- IPC code: SCG
- NPC: Paralympic Committee of Serbia and Montenegro

in Athens
- Competitors: 5 in 3 sports
- Medals Ranked 71st: Gold 0 Silver 0 Bronze 2 Total 2

Summer Paralympics appearances (overview)
- 2004;

Other related appearances
- Yugoslavia (1972–2000) Independent Paralympic Participants (1992) Serbia (2008–) Montenegro (2008–)

= Serbia and Montenegro at the 2004 Summer Paralympics =

The Union of Serbia and Montenegro only competed at the Paralympic Games under that name at the 2004 Summer Paralympics in Athens. In 1992, its athletes competed as Independent Paralympic Participants. From 1996 to 2000, included, it was officially known as the Federal Republic of Yugoslavia.

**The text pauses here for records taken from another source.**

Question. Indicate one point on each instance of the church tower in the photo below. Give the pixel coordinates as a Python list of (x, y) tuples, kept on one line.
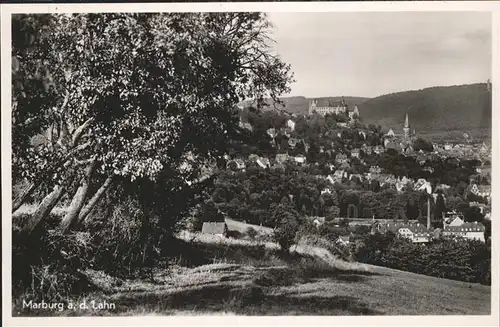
[(406, 128)]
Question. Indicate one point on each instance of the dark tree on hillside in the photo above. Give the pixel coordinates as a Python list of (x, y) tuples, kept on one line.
[(439, 208), (421, 144)]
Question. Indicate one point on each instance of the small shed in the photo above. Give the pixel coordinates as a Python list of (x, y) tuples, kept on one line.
[(214, 228)]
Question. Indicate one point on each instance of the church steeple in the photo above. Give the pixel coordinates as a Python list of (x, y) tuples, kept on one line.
[(406, 128)]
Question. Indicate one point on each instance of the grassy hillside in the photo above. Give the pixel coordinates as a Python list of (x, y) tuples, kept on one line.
[(300, 105), (463, 107), (247, 278)]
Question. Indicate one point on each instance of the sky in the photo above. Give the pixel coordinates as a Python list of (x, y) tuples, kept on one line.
[(375, 53)]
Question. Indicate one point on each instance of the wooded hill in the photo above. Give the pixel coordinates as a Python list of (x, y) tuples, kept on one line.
[(461, 107), (300, 105), (436, 108)]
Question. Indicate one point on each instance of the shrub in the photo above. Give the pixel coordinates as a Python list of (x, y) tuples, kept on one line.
[(286, 232), (251, 232)]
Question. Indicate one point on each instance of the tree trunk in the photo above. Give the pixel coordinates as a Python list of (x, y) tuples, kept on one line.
[(77, 203), (20, 198), (95, 199), (44, 209)]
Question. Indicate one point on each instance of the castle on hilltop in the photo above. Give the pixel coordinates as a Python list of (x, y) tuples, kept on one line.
[(324, 107)]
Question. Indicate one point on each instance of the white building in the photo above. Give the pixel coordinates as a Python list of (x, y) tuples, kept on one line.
[(471, 231)]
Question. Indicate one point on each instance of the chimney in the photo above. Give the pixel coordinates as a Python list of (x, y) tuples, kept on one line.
[(428, 212)]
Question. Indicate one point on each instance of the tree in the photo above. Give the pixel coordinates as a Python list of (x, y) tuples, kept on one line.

The International Paralympic Committee lists the country as "Yugoslavia" up to 2000, included, and considers that "Serbia and Montenegro" participated only in 2004. In 2006, the Union split into two sovereign countries, henceforth competing separately as Serbia and Montenegro.

Going by the IPC's records, Serbia and Montenegro won two bronze medals during its sole Paralympics participation, in 2004. However, Serbian and Montenegrin (Yugoslav) athletes won two gold medals and two silver in 1996, and a single silver medal in 2000, while the Independent Paralympic Participants won four gold, three silver and a bronze in 1992.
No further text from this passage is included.